Esse projeto procura instalar as hortas comunitárias em lotes vagos, de modo a abastecer as famílias que moram nas proximidades desses terrenos. São cultivados alface, tomate, rúcula, couve, espinafre, repolho, alho, rabanete, beterraba e cenoura, entre outras verduras e legumes. Na maioria dos casos, o plantio é feito a partir dos princípios de agricultura orgânica, ou seja, sem os inseticidas e fungicidas tradicionais, o que garante mais qualidade aos produtos.

A Petrobras, maior empresa do país, também está desenvolvendo uma ampla estratégia de intervenção social. No fim de 2005, cearenses, mineiros, amazonenses, paulistas, paranaenses e demais representantes de 74 projetos sociais de todos os estados uniram-se na sede da companhia, no Rio de Janeiro, para uma comemoração em comum. Eles assistiram ao anúncio da seleção pública que aprovou suas propostas para integrarem o Programa Petrobras Fome Zero, que destinará R$ 18 milhões a iniciativas que têm o objetivo de fortalecer o combate à desigualdade social no país por meio da geração de emprego e renda, melhoria das condições de educação e qualificação profissional para jovens e adultos, além da garantia dos direitos da criança e do adolescente. Em 2006, a companhia investirá R$ 303 milhões em projetos do Programa Petrobras Fome Zero, que atenderão a mais de 4 milhões de pessoas. Para o presidente da empresa, José Sérgio Gabrielli, não basta apenas distribuir os recursos que a companhia tem, mas também dar condições para que os projetos sobrevivam ao longo do tempo.

Contrapartida

Espécie de financiador de última instância de vários programas sociais, o Banco Nacional do Desenvolvimento Econômico e Social (BNDES), principal banco de fomento do país, está empenhado em dar uma dimensão sem precedentes no combate à exclusão. Segundo seu diretor de Inclusão Social, Maurício Borges Lemos, a instituição vai vincular a concessão de qualquer linha de crédito às empresas brasileiras a uma contrapartida de intervenção social. "Dessa forma, poderemos ampliar o grau de comprometimento de grandes companhias e também do banco a iniciativas destinadas a reduzir as desigualdades regionais."

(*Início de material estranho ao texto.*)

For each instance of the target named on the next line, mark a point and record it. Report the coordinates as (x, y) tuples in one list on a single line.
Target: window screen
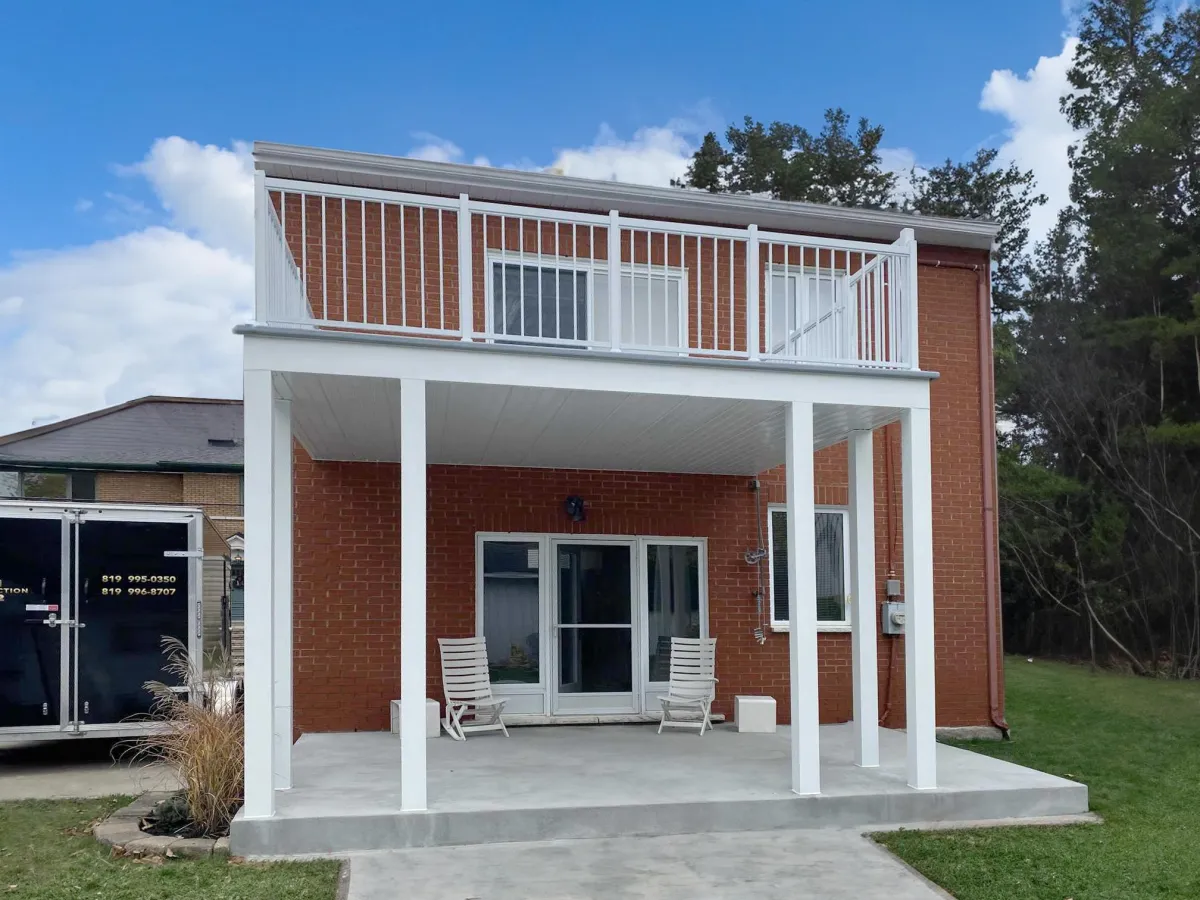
[(532, 301), (831, 557)]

Educação e saúde são os dois eixos principais das ações comunitárias da Fundação Itaú Social, entidade criada no ano 2000 com o objetivo de garantir recursos, de modo permanente, aos projetos desenvolvidos e apoiados pelo Banco Itaú. Baseada no conceito de cidadania empresarial, ou seja, o setor privado comprometido com questões comunitárias, a fundação, com parcerias estratégicas, como as que mantém com o Fundo das Nações Unidas para a Infância (Unicef) e a Universidade de São Paulo (USP), está desenvolvendo e implementando mais de uma dezena de projetos.

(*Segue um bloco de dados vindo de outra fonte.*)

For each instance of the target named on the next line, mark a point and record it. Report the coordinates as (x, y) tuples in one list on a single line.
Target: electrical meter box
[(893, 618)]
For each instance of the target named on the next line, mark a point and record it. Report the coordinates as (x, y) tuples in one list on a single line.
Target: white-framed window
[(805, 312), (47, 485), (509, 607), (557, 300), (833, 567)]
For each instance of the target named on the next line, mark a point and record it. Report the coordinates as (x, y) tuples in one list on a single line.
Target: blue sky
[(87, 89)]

Ana Beatriz Patrício, superintendente da fundação, destaca que, nesses cinco anos, foram várias as iniciativas que renderam benefícios às comunidades onde atuou. Entre elas, Ana menciona o Raízes & Asas, programa que focaliza o papel da escola na comunidade; o Educação & Participação, voltado para o desenvolvimento integral de crianças e adolescentes, e o Jovens Urbanos, que oferece formação qualificada aos jovens da periferia das grandes cidades.

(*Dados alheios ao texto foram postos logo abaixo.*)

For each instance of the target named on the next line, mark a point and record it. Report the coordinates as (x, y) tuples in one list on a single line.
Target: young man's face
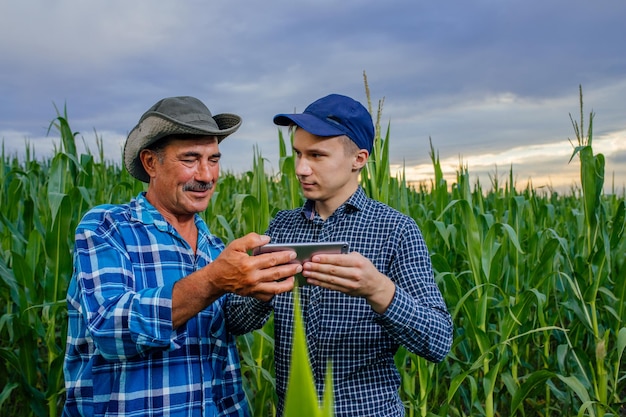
[(183, 175), (327, 169)]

Coincidência ou não, o fato é que, a partir de 2003, a taxa de pobres e indigentes no Brasil passou a declinar. Com base em dados do Instituto Brasileiro de Geografia e Estatística (IBGE), a economista Sonia Rocha, da Fundação Getúlio Vargas (FGV) verificou que nas áreas metropolitanas, de 2003 a 2004, o percentual de pobres recuou de 39,8% para 38,7%, enquanto o de indigentes, no mesmo período, caiu de 9,5% para 7,9%. Bastante significativo é o fato de a grande contribuição para a erradicação da miséria extrema ser procedente das áreas rurais. A queda da indigência no campo foi de mais de 3 pontos percentuais de um ano para outro. Mesmo assim, o Brasil ainda abriga um exército de 57,7 milhões de pobres, dos quais 3,3 milhões vivem na mais negra miséria. Ou seja, a situação melhorou, mas certamente ainda há muito a ser feito, tanto em termos de políticas públicas quanto em mobilização do setor privado.